Clinicopathologic Report
May 2000

Hamartomas of the Iris and Ciliary Epithelium in Tuberous Sclerosis Complex

Author Affiliations

W. RICHARDGREENMDFrom the Department of Pathology (Dr Eagle), and the Oncology Service (Drs C. Shields and J. Shields), Wills Eye Hospital, Thomas Jefferson University, Philadelphia, Pa, and the Division of Ophthalmology (Dr Wood), School of Medicine, University of New Mexico, Albuquerque.

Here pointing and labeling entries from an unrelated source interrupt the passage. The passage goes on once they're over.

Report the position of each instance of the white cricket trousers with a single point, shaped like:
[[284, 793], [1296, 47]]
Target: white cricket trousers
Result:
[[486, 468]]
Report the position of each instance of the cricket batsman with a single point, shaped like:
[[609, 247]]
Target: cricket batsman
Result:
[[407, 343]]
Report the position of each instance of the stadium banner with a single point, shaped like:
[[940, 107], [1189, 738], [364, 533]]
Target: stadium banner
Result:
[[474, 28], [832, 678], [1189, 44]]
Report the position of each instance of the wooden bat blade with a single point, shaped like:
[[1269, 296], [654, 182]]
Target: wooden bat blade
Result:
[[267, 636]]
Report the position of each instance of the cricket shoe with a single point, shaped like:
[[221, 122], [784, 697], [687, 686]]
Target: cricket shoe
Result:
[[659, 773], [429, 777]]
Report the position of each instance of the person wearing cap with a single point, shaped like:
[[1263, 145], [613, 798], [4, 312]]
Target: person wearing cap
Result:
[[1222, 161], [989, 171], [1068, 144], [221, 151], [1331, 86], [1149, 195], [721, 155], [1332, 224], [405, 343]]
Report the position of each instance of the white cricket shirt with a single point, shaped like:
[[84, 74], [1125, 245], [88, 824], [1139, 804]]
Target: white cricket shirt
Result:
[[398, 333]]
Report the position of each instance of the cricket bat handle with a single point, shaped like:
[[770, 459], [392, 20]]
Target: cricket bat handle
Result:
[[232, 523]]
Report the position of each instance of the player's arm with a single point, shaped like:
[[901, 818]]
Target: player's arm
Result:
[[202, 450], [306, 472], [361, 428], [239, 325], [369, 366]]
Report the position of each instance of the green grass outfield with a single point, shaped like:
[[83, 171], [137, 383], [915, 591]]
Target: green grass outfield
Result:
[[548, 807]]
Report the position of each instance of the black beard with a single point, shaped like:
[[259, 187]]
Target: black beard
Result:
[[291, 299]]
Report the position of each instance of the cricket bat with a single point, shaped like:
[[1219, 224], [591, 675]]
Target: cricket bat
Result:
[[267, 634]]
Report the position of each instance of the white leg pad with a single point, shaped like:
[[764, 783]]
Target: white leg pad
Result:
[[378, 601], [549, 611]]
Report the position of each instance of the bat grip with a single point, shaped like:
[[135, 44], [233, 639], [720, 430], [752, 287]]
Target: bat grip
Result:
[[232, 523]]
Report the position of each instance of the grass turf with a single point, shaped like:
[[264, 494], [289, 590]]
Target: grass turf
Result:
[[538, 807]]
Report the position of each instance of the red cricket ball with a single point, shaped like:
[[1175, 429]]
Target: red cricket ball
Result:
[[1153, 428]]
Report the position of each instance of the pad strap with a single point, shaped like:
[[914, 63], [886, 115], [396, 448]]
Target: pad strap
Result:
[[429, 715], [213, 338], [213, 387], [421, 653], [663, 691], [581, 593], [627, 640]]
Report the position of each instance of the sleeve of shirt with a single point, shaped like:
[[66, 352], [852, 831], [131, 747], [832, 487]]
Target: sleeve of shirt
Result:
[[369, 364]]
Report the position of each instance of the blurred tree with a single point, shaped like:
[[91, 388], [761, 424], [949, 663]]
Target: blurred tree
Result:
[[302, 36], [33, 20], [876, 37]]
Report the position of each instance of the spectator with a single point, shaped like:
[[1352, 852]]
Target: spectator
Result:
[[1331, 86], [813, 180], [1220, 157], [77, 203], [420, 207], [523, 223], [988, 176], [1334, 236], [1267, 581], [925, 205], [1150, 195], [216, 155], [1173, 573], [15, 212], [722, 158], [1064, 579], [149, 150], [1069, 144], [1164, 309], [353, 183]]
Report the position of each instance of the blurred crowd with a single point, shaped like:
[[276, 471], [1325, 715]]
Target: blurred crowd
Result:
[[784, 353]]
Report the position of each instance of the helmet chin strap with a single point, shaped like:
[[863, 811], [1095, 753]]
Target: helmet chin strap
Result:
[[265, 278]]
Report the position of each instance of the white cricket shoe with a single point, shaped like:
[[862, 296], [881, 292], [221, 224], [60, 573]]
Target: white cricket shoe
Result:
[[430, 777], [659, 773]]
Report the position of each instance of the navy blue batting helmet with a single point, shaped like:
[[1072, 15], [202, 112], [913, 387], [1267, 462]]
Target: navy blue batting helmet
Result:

Copyright 2000 American Medical Association. All Rights Reserved. Applicable FARS/DFARS Restrictions Apply to Government Use.2000

Arch Ophthalmol. 2000;118(5):711-715. doi:10.1001/archopht.118.5.711

Astrocytic hamartomas of the retina are the principal ocular manifestation of tuberous sclerosis complex. Iris abnormalities are rare in tuberous sclerosis complex and include focal areas of stromal depigmentation and atypical colobomata. We describe 2 patients who were found on histopathological examination to have lesions consistent with hamartomas of the iris pigment epithelium and ciliary body epithelium. Iris abnormalities, including pupillary irregularities, were noted on clinical examination prior to the development of iris neovascularization in both patients. These observations suggest that iris abnormalities, including atypical colobomas, may be caused by hamartomas of the iris pigment epithelium and ciliary epithelium in some patients with tuberous sclerosis complex. To our knowledge, hamartomas of tissues derived from the anterior part of the neuroectodermal optic cup have not been reported in cases of tuberous sclerosis complex.

Astrocytic hamartomas of the retina are the principal ocular manifestation of tuberous sclerosis complex (TSC).1 Iris abnormalities, including focal stromal depigmentation and atypical colobomas, have been described but are rare.25 Lesions of the iris pigment epithelium (IPE) and ciliary body epithelium (CBE) consistent with hamartomas were found on histopathologic examination of 2 enucleated eyes from patients with TSC who were noted clinically to have iris abnormalities and large retinal astrocytic tumors. These observations suggest that iridociliary hamartomas may be the cause of clinically apparent iris abnormalities, including atypical colobomas, in patients who have TSC.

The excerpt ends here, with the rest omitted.